Parenting Blog

Maybe This Is The Best I Am

The most heartbreaking scene in Greta Gerwig’s coming of age masterpiece Lady Bird isn’t when lead actress Siorsam Roinan dramatically exits her mother’s car thus breaking her arm, but rather when she meekly exits the changing room of a nondescript warehouse style Sacramento clothing store and says to her mom, with tearjerking self-awareness and a gut wrenching depth of humanity, “maybe this is the best I am”.

Every kid is a star. That’s what we tell ourselves when we bring children into this world overflowing with scammy healthcare enrollment robocalls ringing through the bluetooth of our minivans when all we want is to gaze out upon the double rainbow on the starboard side.

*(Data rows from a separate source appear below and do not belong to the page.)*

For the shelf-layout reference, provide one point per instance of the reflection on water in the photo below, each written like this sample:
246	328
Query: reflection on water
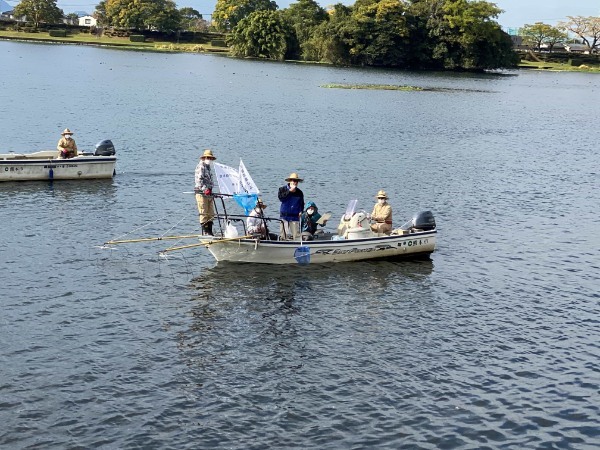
284	283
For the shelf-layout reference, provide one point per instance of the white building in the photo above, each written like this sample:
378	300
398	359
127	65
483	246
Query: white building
87	21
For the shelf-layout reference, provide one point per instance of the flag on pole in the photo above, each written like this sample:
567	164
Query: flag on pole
247	184
228	179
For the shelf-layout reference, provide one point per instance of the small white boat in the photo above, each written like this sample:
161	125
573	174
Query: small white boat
354	241
45	165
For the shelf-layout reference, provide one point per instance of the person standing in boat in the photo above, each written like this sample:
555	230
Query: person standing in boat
255	223
292	205
309	221
203	189
67	148
382	215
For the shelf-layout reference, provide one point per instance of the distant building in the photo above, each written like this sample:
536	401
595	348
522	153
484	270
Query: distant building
577	48
87	21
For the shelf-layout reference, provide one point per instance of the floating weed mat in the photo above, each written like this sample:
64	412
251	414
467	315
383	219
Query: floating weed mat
385	87
394	87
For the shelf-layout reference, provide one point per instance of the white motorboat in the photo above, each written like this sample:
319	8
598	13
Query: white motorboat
354	241
45	165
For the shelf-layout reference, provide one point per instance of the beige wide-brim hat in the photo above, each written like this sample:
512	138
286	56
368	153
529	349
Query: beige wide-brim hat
294	177
208	154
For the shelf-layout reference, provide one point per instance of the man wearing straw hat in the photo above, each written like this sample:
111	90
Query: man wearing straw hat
66	145
292	205
382	214
203	188
255	223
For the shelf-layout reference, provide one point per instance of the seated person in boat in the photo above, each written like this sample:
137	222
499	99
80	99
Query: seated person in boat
382	215
309	221
255	222
292	205
66	145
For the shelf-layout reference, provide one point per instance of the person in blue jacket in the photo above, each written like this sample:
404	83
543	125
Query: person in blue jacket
292	205
309	220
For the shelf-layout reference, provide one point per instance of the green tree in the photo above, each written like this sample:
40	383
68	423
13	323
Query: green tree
261	35
587	28
72	18
228	13
331	40
540	33
38	11
100	14
142	14
460	34
380	34
303	17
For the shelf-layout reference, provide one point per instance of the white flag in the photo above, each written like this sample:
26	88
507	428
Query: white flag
227	178
246	182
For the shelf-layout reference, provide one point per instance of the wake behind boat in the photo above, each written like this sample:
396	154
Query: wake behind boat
46	165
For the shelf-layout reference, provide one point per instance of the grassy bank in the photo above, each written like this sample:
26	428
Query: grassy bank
112	41
559	67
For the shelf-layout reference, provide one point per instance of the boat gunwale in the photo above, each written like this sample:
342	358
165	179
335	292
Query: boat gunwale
330	242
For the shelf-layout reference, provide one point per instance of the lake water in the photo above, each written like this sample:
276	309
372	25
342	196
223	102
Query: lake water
493	343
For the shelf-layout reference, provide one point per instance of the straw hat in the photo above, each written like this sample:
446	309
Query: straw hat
294	177
208	154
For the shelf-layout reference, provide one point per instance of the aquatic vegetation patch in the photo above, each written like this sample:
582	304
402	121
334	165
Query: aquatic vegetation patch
394	87
381	87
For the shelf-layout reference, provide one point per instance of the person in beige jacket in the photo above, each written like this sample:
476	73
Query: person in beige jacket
382	215
67	148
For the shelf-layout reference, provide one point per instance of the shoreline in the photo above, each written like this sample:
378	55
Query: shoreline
171	47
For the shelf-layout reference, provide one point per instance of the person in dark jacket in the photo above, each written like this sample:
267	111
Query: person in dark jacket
292	205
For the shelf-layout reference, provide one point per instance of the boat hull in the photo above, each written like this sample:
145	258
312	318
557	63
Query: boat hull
326	251
80	167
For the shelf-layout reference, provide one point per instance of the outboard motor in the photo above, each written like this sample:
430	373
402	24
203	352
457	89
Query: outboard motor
105	148
422	221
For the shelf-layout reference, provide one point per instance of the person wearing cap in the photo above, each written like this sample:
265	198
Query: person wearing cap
382	215
203	187
292	205
67	148
255	223
309	220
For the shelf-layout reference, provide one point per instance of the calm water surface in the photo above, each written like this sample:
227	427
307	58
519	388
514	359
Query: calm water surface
493	343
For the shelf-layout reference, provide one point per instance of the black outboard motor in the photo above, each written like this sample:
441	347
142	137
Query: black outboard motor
422	221
105	148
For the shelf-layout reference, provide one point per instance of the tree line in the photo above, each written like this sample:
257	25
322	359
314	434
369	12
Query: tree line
585	28
416	34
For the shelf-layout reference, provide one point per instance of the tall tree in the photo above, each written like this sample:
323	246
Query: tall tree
461	34
331	40
303	17
380	36
587	28
261	35
540	33
142	14
38	11
228	13
191	19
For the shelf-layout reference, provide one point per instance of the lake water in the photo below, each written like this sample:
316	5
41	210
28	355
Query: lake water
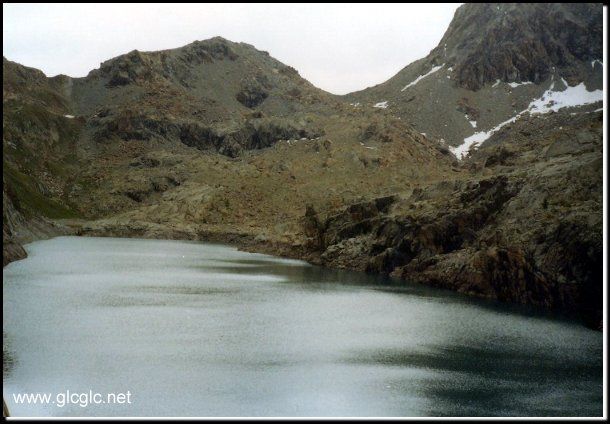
194	329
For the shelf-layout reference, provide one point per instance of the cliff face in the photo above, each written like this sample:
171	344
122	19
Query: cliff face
492	64
520	42
526	227
214	137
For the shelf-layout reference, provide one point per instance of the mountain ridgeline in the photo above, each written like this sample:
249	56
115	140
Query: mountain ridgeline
477	168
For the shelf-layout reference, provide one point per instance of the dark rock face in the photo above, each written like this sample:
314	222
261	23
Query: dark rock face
520	42
531	234
252	95
231	140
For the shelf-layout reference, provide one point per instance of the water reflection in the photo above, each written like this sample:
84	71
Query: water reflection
205	330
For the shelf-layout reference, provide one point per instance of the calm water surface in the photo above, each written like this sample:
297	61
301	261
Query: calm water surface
192	329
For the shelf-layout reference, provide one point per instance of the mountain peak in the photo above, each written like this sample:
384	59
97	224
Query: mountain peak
519	42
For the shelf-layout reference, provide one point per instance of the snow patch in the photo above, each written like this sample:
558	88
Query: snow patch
517	84
421	77
477	138
550	101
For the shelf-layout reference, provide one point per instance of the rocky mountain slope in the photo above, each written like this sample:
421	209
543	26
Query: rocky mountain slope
213	137
219	141
495	63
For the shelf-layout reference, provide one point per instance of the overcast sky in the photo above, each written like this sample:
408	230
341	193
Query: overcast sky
338	47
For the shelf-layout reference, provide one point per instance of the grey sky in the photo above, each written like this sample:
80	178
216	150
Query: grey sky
338	47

We all want our kid to shine like a champagne supernova in the night sky — it’s the fucking glue that binds our misshapen asses together into some kind of society, a society of decent people who’ve banded together to despise Oasis and want nothing but the best for the future. But, over the past couple of decades a well-meaning (that’s me being generous to moneygrabbers) retail trend of empowerment chic has figuratively gone and hung up tacky inspirational quotation office artwork in every room of family homes across America. From the Cartwheeled racks of Target to picture books lining the dark wood shelves at Barnes & Noble, our little grubby-handed lightbeams are being battered with rhetoric that’s nothing more than a manufactured reality in which they, our wide-eyed wee things, not only can be anything they want to become in life but that they god damn better achieve their pie in the night sky dreams in order to be happy. Follow your passions kids! Do what you love! You can be anything!

But a funny thing happened on the way to the mansion in the hills, the gold plated teeth and the tiny pet giraffe: the opposite is proving a real wallop to the down-belows. The ability to construct a definition of success that suits their own particular needs and wants was never allowed to form in our children and as a result of that shitty parlor trick, kids have been growing up and becoming not exactly what they always dreamed of being, but instead, growing up and becoming depressed, anxious, self-loathing adults who hate their shitty job, never traveled to the places they always wanted to see, said ‘sure thing!’ to all the easy Capital One credit they were offered in college, went to college because that’s what we’re supposed to do, and want off the damn ride, only, the high school flunky at the wheel is on another smoke break and there’s no stopping the vomit inducing spin.

And our kids are worst off for it. Not every star in the sky can be seen, and that’s okay.